Breakfast Savior

Language: Java
Topic: Android App development

We develop an android app, which is an ordering system. Users can order from home, from the bus or while stuck in traffic and get the breakfast right away! The breakfast supplier can receive the order from the clients and broadcast advertisement to all the clients, too

Handcam Recognition

Language: Python
Framework: caffe
Topic: Image classification

Our goal is to fine-tune on the pre-trained Imagenet network. We want to apply the techniques to the IoT. We teach a machine that can recognize the objects around our daily life, like kettle, phone, cup and so on. Our data is from the camera on the user’s hands, which is why we call it “Handcam Recognition”

alt text

Video Title Generation

Language: Python
Framework: Tensorflow
Topic: Video caption

Our goal is to teach a machine to automatically generate a title in natural language from a personal video, about 45 seconds. We first create a highlight detector to find which the highlight clip is, and use the feature of the chosen clip to initialize the hyper parameter in LSTM model. Finally, generate the title from the output of the LSTM model. We also try many methods to increase our performance, including spatial attention, sentence augmentation, using C3D feature and so on. My main contribution is at the spatial attention part and sentence augmentation.
Combine Faster-RCNN with Tracker:
Our idea is to use object detection to extract where the objects are, and we extract 5 boxes per frame, which forms a feature pool. We train the faster rcnn on Imagenet 200 categories and use the tracker to visualize the video object detection. Then we use the weighted sum of the feature as the input of the LSTM.
(I have write a tutorial about training faster rcnn on github, please refer to


Grounding via natural language

Language: Python
Framework: Tensorflow
Topic: Visual grounding

In real AI, you may refer something with its location, color, or other characteristics. The AI robot should know where the corresponding object is. Inspired by the Ronghang Hu’s work, I re-implemented the Hu’s work and furthermore, utilizing multi-task concept and region proposals network to boost its performance. This work is done during my Umbo internship.

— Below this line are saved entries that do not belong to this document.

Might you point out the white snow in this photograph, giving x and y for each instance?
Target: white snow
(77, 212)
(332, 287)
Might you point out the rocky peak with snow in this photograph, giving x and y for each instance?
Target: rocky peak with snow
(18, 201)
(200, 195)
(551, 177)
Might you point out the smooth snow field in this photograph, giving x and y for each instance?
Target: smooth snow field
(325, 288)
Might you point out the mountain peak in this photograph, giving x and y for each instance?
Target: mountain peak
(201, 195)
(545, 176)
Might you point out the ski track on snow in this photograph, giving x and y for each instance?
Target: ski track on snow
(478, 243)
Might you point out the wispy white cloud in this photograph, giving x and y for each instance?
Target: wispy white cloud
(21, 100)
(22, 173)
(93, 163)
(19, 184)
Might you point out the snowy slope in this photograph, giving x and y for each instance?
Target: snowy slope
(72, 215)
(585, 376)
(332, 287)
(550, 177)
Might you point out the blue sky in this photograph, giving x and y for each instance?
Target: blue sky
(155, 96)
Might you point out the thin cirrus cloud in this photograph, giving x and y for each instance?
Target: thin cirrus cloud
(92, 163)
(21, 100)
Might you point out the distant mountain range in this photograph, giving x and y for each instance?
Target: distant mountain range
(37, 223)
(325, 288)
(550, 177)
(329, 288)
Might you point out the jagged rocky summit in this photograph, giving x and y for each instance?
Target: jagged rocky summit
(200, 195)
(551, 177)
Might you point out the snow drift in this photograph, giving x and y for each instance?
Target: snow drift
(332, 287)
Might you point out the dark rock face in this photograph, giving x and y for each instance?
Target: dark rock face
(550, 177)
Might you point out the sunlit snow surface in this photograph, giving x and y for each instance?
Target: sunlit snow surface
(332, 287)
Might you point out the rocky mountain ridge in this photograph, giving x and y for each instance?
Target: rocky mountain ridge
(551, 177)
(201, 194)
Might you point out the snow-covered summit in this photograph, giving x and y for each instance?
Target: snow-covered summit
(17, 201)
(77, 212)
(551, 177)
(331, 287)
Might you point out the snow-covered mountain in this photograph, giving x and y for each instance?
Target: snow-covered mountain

Deep Reinforcement Learning Survey

Topic: Deep reinforcement learning

I’m right now conducting the research on deep reinforcement learning at Computational Intelligence Technology Center in Industrial Technology Research Institute (ITRI). I like to study the algorithms in reinforcement leaning and I have shared some of my survey here. Besides studying, I’ll share my survey to the members in my department.